Maybe he could have her make one and pass it off as Carmen’s when they went by Rico’s next barbecue. It wasn’t really lying if he said my girl made it, as long as he didn’t mention which girl. Not that anyone on this block would believe, let alone imagine, Mel made it. She was an outsider, one that at least three of Rico’s nephews had hopes of picking up after he discarded her. They heard her just as loud and clear as he did in bed.
He rooted through the dozens of containers packed in his fridge, all covered in paw-print patterned sticky notes. Mel’s handwriting dying for his attention every which way he looked. He didn’t even know what half this stuff was. He was sure there were plenty of instructions detailed on those notes. Finally, he found a Modelo in the back.
He’d have a smoke, a beer and then go downstairs to hang out. He walked through his bedroom. Mel’s panties sat on his pillow. His cock throbbed. He had never met a tica who would do half the shit Mel did. She was out of her mind. She was fun, but fun wasn’t family.
He rolled his eyes. Mel had closed the door to the balcony but hadn’t locked it. For a white girl, stereotypical in her obsession with true crime, she forgot to lock the windows and backdoor more than his grandmother with dementia. He would have to check the kitchen ones. See if she locked them or if just closed them.
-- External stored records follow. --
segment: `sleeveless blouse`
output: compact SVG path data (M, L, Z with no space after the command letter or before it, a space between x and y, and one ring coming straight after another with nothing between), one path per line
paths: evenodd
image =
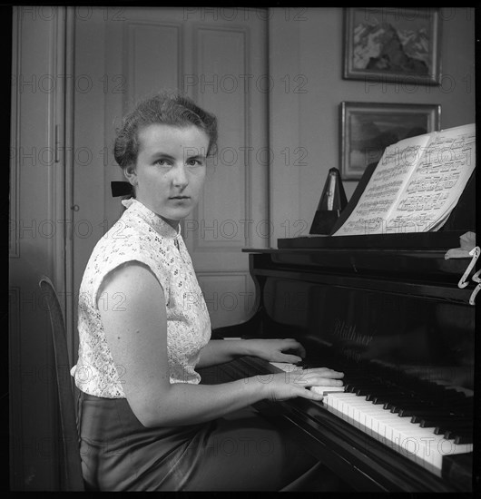
M211 321L187 248L180 230L142 203L122 202L127 210L96 244L80 287L79 357L71 371L75 385L95 396L125 398L123 369L112 357L99 312L102 307L122 310L123 299L103 293L97 303L97 294L105 276L128 261L146 265L163 289L171 383L198 384L194 367L211 338Z

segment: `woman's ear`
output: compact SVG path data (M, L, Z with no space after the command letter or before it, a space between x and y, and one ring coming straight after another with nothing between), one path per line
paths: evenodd
M129 181L132 185L136 185L137 183L137 172L135 171L135 165L129 165L127 168L123 169L123 175Z

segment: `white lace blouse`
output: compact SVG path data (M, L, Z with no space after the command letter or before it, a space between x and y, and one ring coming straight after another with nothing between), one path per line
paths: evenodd
M157 277L167 308L167 353L171 383L197 384L201 349L211 338L211 321L191 257L180 234L137 200L122 201L123 216L96 244L80 287L79 357L75 385L90 395L125 398L122 366L112 357L99 308L122 309L122 297L97 293L103 278L127 261L147 265Z

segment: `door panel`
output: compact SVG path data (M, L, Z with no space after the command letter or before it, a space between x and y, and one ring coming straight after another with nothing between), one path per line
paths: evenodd
M99 7L88 21L77 18L75 73L93 85L75 94L74 142L92 151L93 161L74 171L77 226L88 225L73 234L73 295L93 246L122 214L110 194L110 181L123 180L112 152L115 124L139 98L180 89L219 120L218 154L209 161L201 201L182 227L215 328L249 317L254 288L241 249L269 244L268 165L259 161L268 150L268 94L252 83L267 75L267 16L222 9L221 17L209 19L201 9L187 10L119 8L106 20Z

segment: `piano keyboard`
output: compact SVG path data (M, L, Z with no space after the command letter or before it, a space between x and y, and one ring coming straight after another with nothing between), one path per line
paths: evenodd
M303 369L292 364L270 364L285 372ZM396 403L386 401L388 396L372 396L367 395L368 390L352 384L342 387L312 386L311 389L324 394L323 404L329 412L438 476L441 476L445 455L473 451L469 429L462 422L453 425L448 419L446 424L442 416L429 416L427 408L412 410L412 407L406 408L407 405L402 402L397 406ZM404 409L399 408L403 406ZM450 426L454 430L449 430Z

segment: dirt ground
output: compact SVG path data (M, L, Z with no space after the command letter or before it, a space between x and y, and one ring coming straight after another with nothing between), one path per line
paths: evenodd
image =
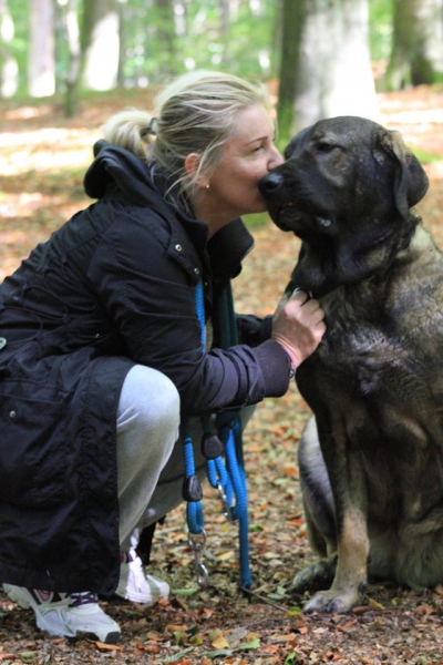
M124 105L127 103L125 99ZM136 104L136 100L130 103ZM85 105L70 123L61 117L60 109L49 105L11 104L1 112L2 275L84 205L81 177L91 143L103 114L122 105L117 98L93 108ZM384 94L380 108L383 124L401 131L412 147L442 158L425 166L431 190L419 209L443 246L443 94L435 89ZM70 175L72 182L63 174L65 163L71 171L78 165L78 173ZM239 311L265 315L274 310L299 245L270 223L254 235L255 250L236 280L236 305ZM181 507L157 529L152 554L152 571L169 582L171 600L151 608L115 598L103 602L122 627L117 646L89 638L51 638L34 628L31 612L17 608L0 593L0 663L443 665L443 586L370 585L362 605L346 615L303 615L306 598L290 594L293 574L311 561L296 463L308 417L292 385L285 398L267 400L257 408L245 434L254 580L249 596L238 589L237 525L225 521L216 492L207 485L207 589L196 584Z

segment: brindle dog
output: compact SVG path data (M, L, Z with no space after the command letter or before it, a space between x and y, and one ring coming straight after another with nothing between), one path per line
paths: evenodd
M299 448L311 546L306 611L347 612L371 579L443 582L443 255L413 209L427 177L400 135L360 117L298 134L260 190L302 241L287 293L327 332L297 371L315 413ZM332 585L328 590L328 586Z

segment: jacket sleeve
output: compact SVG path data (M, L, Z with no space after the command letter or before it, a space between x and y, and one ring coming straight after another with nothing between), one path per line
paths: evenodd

He looked outside. A light tendril of smoke still trailing out of the ashtray. His pack of cigarettes were sitting on the table. He must have just missed her.
He thought of the unlocked door again. It wasn’t so bad. The block was its own type of family. Most of them could be connected through a slew of cousins, baby mamas, and marriages. Family though. . . a stranger could be dying on the side walk outside and no one would call the cops, for fear one of their own might be involved. It was better to knowing nothing, say nothing. Bitches would jump ship at the first sign of trouble, but family, that shit was the most important.